Final Diagnosis -- Intrauterine fetal demise due to multifocal chorangiomatosis of the placenta


FINAL DIAGNOSIS

Intrauterine fetal demise due to multifocal chorangiomatosis of the placenta

BACKGROUND

Three benign, interrelated vascular lesions have been identified in the placenta-chorangiosis, chorangiomatosis and chorangioma. All three of these lesions have overlapping histologic features. Chorangiosis and chorangioma are the more established lesions. Chorangiosis is defined by the Altshuler criteria (often called "the rule of 10s") as the presence of more than 10 capillaries per distal villus in at least 10 villi per 10X field, in at least 3 different, non-infarcted regions of the placenta. This hypercapillarization is thought to arise from increased elongation and coiling of terminal villous capillaries. Although the etiology of chorangiosis is not settled, this lesion is felt to represent an adaptive response to hypoxia or chronic inflammation.

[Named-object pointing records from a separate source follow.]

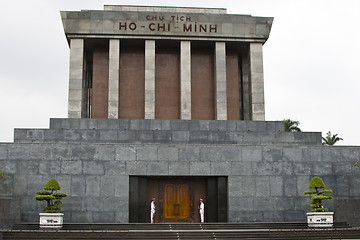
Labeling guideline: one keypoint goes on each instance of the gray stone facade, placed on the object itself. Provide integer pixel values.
(267, 168)
(176, 24)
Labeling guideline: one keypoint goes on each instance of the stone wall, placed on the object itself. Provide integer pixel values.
(267, 169)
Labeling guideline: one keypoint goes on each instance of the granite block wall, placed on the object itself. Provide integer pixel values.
(266, 180)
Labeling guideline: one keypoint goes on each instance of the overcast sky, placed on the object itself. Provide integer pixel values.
(311, 61)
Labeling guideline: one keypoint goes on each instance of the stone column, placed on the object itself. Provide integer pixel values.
(257, 82)
(220, 81)
(76, 78)
(185, 80)
(246, 99)
(149, 79)
(114, 67)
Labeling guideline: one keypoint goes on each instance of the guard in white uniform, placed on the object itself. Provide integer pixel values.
(201, 210)
(152, 210)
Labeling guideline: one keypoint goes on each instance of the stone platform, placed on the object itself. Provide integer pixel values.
(267, 169)
(293, 230)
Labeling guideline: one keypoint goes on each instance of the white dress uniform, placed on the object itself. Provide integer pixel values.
(152, 211)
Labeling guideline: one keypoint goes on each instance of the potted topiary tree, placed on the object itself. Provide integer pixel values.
(319, 216)
(51, 218)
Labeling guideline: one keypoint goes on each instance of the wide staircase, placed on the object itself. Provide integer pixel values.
(340, 230)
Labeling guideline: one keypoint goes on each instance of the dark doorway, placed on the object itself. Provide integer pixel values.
(177, 198)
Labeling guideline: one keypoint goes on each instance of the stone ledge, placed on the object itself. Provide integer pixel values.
(159, 124)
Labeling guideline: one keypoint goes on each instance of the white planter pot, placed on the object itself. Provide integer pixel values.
(51, 220)
(320, 219)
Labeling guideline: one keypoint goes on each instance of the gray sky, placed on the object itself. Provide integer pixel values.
(311, 61)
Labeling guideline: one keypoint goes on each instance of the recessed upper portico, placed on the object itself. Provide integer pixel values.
(213, 63)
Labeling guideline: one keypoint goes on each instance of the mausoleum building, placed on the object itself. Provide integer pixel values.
(168, 102)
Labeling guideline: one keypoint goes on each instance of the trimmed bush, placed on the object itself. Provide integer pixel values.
(316, 201)
(51, 196)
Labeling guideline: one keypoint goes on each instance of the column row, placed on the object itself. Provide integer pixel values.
(215, 87)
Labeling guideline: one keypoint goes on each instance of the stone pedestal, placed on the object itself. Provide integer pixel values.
(51, 220)
(320, 219)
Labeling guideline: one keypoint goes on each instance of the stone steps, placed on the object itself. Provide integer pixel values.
(178, 226)
(164, 124)
(183, 231)
(165, 131)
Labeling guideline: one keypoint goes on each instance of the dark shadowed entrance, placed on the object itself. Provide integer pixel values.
(177, 198)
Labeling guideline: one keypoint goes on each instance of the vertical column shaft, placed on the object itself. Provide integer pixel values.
(185, 80)
(149, 79)
(245, 83)
(114, 67)
(257, 82)
(220, 81)
(76, 79)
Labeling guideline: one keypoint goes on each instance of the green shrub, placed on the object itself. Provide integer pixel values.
(316, 201)
(51, 196)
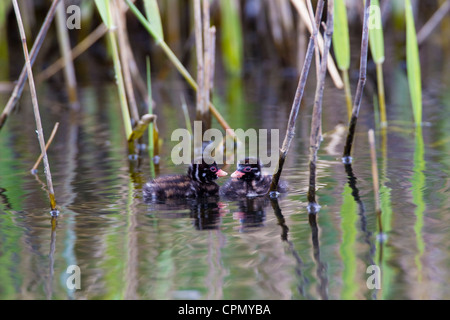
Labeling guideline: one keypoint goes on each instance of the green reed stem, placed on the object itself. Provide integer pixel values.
(348, 92)
(151, 148)
(172, 57)
(381, 98)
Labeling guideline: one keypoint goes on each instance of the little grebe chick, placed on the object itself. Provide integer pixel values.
(198, 182)
(248, 181)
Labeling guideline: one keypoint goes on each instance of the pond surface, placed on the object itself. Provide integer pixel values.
(219, 249)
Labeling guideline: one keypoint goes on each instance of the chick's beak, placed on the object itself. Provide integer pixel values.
(237, 174)
(221, 173)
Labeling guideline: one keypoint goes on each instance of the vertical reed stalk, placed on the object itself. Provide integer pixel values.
(376, 43)
(36, 110)
(124, 58)
(49, 142)
(207, 64)
(290, 131)
(373, 157)
(151, 148)
(316, 136)
(66, 52)
(104, 9)
(359, 89)
(17, 92)
(341, 45)
(381, 97)
(200, 61)
(171, 56)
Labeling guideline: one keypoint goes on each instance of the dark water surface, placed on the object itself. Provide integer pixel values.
(219, 249)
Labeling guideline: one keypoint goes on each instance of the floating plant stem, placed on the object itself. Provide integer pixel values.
(360, 87)
(316, 123)
(413, 65)
(37, 115)
(290, 131)
(200, 60)
(232, 42)
(49, 142)
(66, 52)
(341, 46)
(376, 43)
(17, 92)
(187, 119)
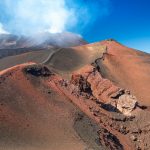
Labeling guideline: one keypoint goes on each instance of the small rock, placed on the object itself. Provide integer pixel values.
(126, 104)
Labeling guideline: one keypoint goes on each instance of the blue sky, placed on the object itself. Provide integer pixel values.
(127, 21)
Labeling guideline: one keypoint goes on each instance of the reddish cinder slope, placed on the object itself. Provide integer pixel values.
(34, 115)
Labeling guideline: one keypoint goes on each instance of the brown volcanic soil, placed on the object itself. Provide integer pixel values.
(91, 77)
(34, 115)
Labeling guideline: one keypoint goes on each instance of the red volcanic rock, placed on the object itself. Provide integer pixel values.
(90, 81)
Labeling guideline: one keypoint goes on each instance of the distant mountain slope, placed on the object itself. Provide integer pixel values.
(13, 45)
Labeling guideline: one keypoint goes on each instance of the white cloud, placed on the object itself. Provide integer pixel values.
(31, 16)
(2, 31)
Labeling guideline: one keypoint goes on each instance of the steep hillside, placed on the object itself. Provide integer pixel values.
(12, 44)
(106, 83)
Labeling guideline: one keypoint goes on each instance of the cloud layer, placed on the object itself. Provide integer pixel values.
(32, 16)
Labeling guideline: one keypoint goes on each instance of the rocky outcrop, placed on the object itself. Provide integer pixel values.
(38, 70)
(105, 91)
(126, 103)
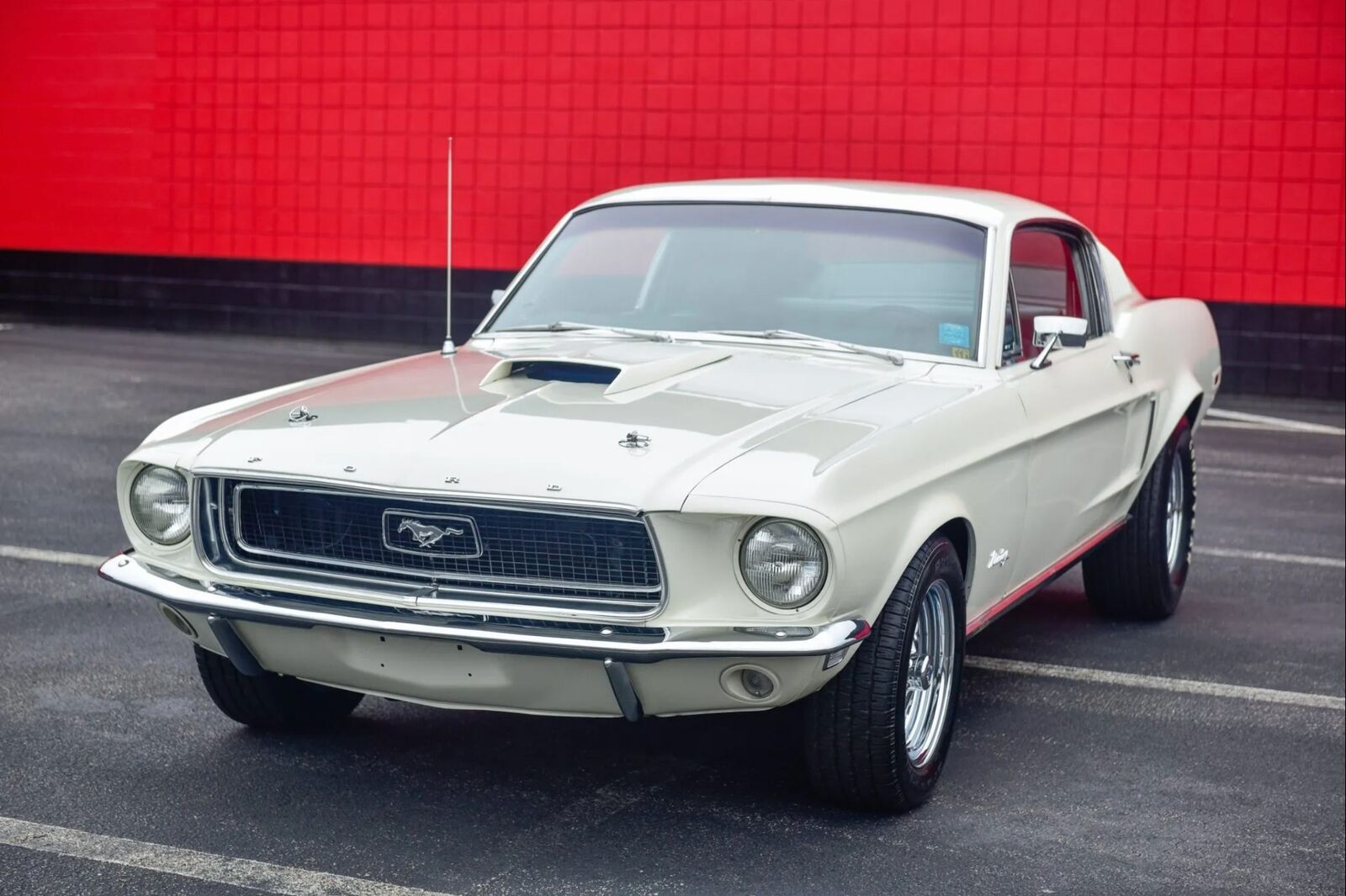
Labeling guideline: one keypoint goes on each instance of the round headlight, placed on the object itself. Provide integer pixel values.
(159, 505)
(784, 563)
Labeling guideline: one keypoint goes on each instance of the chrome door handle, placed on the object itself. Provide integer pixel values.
(1127, 359)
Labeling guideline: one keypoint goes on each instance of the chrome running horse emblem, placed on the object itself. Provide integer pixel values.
(426, 534)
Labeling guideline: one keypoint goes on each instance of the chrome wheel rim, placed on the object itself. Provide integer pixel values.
(1177, 513)
(929, 673)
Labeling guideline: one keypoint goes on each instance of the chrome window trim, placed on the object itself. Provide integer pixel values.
(1084, 255)
(437, 592)
(692, 335)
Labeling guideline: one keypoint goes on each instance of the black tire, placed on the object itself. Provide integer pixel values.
(855, 739)
(271, 701)
(1130, 576)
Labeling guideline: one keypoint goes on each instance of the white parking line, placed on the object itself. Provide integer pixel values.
(1269, 476)
(190, 862)
(1155, 682)
(1233, 554)
(18, 552)
(1274, 422)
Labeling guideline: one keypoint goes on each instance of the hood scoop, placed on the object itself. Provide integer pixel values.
(617, 374)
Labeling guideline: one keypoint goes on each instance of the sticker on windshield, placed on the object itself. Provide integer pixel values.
(956, 335)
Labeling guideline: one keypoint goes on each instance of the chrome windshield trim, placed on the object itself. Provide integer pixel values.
(289, 608)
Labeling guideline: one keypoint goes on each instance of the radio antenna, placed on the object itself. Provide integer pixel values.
(448, 257)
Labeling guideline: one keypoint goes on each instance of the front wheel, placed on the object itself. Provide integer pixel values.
(877, 734)
(1141, 570)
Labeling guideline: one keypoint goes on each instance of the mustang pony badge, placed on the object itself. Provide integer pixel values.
(412, 532)
(424, 533)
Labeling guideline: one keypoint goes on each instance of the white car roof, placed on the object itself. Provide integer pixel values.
(978, 206)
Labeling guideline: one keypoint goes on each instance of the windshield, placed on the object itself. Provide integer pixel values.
(895, 280)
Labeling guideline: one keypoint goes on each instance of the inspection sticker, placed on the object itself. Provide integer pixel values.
(955, 335)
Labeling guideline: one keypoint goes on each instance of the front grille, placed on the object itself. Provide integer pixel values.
(470, 550)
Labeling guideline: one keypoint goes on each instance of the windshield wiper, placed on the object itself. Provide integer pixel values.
(565, 326)
(892, 355)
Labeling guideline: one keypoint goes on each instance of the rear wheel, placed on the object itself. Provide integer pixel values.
(1141, 570)
(877, 734)
(273, 701)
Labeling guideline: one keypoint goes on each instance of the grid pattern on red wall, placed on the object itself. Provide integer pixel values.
(1204, 141)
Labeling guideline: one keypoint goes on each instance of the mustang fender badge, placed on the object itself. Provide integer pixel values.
(636, 440)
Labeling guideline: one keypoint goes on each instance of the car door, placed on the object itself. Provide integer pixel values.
(1088, 420)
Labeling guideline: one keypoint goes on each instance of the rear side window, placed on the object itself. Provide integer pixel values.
(1047, 280)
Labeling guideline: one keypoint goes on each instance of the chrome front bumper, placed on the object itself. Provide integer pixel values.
(294, 610)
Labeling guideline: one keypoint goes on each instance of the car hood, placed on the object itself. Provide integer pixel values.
(474, 424)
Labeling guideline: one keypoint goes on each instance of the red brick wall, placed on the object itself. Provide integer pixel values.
(1204, 141)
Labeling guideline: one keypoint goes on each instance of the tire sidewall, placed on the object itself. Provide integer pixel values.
(1181, 453)
(942, 563)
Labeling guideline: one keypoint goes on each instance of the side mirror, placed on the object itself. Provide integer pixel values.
(1056, 331)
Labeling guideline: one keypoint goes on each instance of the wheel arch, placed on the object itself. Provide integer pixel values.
(940, 516)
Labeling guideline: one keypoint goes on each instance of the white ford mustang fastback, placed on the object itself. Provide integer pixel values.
(719, 447)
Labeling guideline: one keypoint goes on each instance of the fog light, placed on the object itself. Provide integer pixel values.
(757, 684)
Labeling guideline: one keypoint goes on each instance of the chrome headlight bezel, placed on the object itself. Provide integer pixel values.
(814, 561)
(172, 490)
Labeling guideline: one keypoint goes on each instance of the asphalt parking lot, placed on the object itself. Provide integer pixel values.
(1054, 785)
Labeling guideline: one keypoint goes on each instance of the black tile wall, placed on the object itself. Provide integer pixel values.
(1275, 350)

Chorangioma is defined as capillary vascular channels forming an expansile nodular lesion, also containing intervening stromal cells and surrounded by a layer of trophoblast. The nodule is a coherent unit of capillary vascular channels, and the channels do not permeate normal villous structures. Chorangiomas are typically solitary and small (<1 cm), although the occurrence of multiple chorangiomas has been reported. Large lesions are seen rarely. These larger lesions may be associated with maternal or fetal complications, including intrauterine fetal demise.

The lesion in this case-chorangiomatosis-is the most poorly defined and least studied of the three placental vascular proliferations. In the older literature, these lesions were subsumed within the chorangioma category. Although there are overlapping features, recent efforts have attempted to separate chorangiomatosis from chorangiomas. Histologically, chorangiomatosis is characterized by capillary vascular lesions that permeate larger villous structures. The lesions are set in a background of increased stromal collagenization and cellularity. Immunohistochemical staining of the stroma often reveals vimentin positive cells surrounded by dense reticulin fibers.

Chorangiomatosis can be separated into focal, segmental and diffuse multifocal. The clinical features of the mothers and infants of placentas with the focal and segmental variants are similar to those with placental chorangiomas. The diffuse multifocal variant appears to be quite different, however. In particular, diffuse multifocal chorangiomatosis is associated with more severe fetal complications, including extreme prematurity (<32 weeks), congenital malformations, intrauterine growth restriction and intrauterine fetal demise. In addition, the placentas from these cases also show delayed villous maturation, avascular villi and placentomegaly (>90 percentile).

The incidence of multifocal chorangiomatosis is uncertain. Likewise, the rate of recurrence is unknown. Of significance, however, a handful of case reports identifying recurrent multifocal chorangiomatosis in subsequent pregnancies can be found.

REFERENCES

  1. Fox H: Pathology of the Placenta (ed 3). London, UK, Saunders Ltd, 2007.
  2. Benirschke K, Kaufmann P, Baergen R: Pathology of the Human Placenta (ed 5). New York, NY, Springer-Verlag, 2006.
  3. Ogino S, Redline RW. Villous capillary lesions of the placenta: distinctions between chorangioma, chorangiomatosis, and chorangiosis. Hum Pathol. 2000 Aug;31(8):945-54.
  4. Bagby C, Redline RW. Multifocal chorangiomatosis. Pediatr Develop Pathol epub ahead of print June 28, 2010.
  5. Benirschke K: Recent trends in chorangiomas, especially those of multiple and recurrent chorangiomas. Pediatr Develop Pathol 2:264-269, 1999.
  6. Jones CEM, Rivers RPA, Taghizadah A: Disseminated intravascular coagulation and fetal hydrops in a newborn infant in association with a chorangioma of placenta. Pediatrics 50:901-907, 1972.